Besides, various types of artisans’, including makers of Ganesh idols and others, also live in Dhoolpet. There are families in Dhoolpet, who are completely dependent on the kite business. These families start manufacturing kites several months before the festival.
Among these kite makers Madan Singh, one of the oldest kite manufacturer and owner of Sheetal Singh Patang Shaaz in Dhoolpet. Madan Singh says, “This year due to COVID-19 lockdown and heavy rains the manufacturing of kites has been reduced to 60 per cent and we hope that as kites had to fly from houses people may purchase kites.”
Speaking on how the lockdown impacted kites manufacturing Singh said, “Due to lockdown the material used in the making of kites prices have been increased and the manufacturing of kites has also downed. We have received fewer orders compared to last year.”
A kite trader Manish Singh from Dhoolpet said, “Parni (plastic) kites had to be imported from Kanpur and we used to sell a large number of kites during summer. But this year due to lockdown, we weren’t able to sell a single kite.”

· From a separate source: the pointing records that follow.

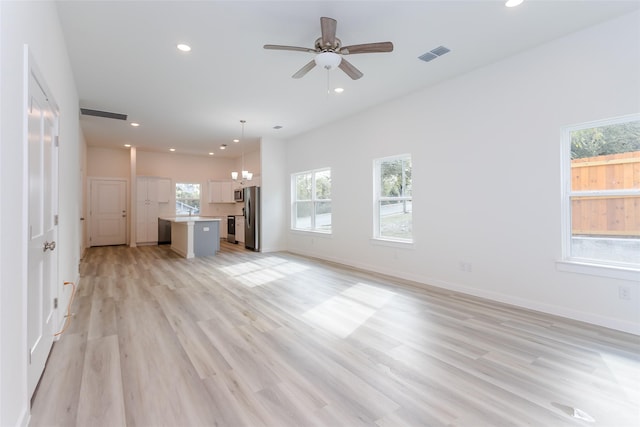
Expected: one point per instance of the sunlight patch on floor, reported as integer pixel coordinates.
(346, 312)
(262, 271)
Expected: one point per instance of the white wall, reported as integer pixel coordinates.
(486, 175)
(35, 24)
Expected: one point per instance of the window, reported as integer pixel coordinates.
(187, 198)
(312, 200)
(393, 201)
(602, 192)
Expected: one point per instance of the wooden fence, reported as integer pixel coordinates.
(606, 215)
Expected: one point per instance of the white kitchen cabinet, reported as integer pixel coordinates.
(240, 229)
(149, 193)
(221, 192)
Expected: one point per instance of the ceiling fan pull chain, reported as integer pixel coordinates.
(328, 82)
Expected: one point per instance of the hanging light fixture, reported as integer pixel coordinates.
(245, 174)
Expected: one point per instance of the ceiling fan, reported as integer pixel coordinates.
(329, 51)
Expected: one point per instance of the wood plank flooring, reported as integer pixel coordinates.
(252, 339)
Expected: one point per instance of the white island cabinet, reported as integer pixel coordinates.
(193, 236)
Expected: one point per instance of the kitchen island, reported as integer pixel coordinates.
(193, 236)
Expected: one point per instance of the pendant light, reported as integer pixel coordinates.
(245, 174)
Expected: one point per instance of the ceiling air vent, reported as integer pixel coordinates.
(434, 53)
(105, 114)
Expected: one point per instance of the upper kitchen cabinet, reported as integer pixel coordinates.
(221, 192)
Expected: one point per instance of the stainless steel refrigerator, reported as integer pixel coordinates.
(252, 218)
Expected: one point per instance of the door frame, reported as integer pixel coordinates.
(90, 181)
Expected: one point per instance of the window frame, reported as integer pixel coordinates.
(200, 186)
(378, 199)
(568, 262)
(314, 201)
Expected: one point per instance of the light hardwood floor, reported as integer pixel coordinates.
(251, 339)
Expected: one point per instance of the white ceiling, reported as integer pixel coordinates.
(124, 59)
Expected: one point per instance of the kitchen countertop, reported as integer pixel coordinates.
(191, 218)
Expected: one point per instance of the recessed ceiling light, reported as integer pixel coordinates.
(513, 3)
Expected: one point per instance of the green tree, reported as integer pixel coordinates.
(395, 178)
(603, 140)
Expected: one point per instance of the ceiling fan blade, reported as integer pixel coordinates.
(328, 28)
(294, 48)
(350, 70)
(304, 70)
(367, 48)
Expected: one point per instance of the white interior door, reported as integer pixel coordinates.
(108, 213)
(42, 261)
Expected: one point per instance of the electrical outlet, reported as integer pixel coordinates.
(624, 292)
(465, 266)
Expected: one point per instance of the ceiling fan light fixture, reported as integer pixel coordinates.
(513, 3)
(328, 60)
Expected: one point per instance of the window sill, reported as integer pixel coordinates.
(392, 243)
(314, 232)
(610, 271)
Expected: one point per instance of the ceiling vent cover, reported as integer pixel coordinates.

“There are around 20 designs in kites which includes, do lango topan, chand tara, Jibiya, toppan singade, toppan, aliban, gariyal and many more,” said Manish.
However, the craze for flying kites is also reduced amongst youngsters, who are busy in their routine. “As it is a tradition of flying kites, people may not be seen flying kites in large number as earlier,” Singh added.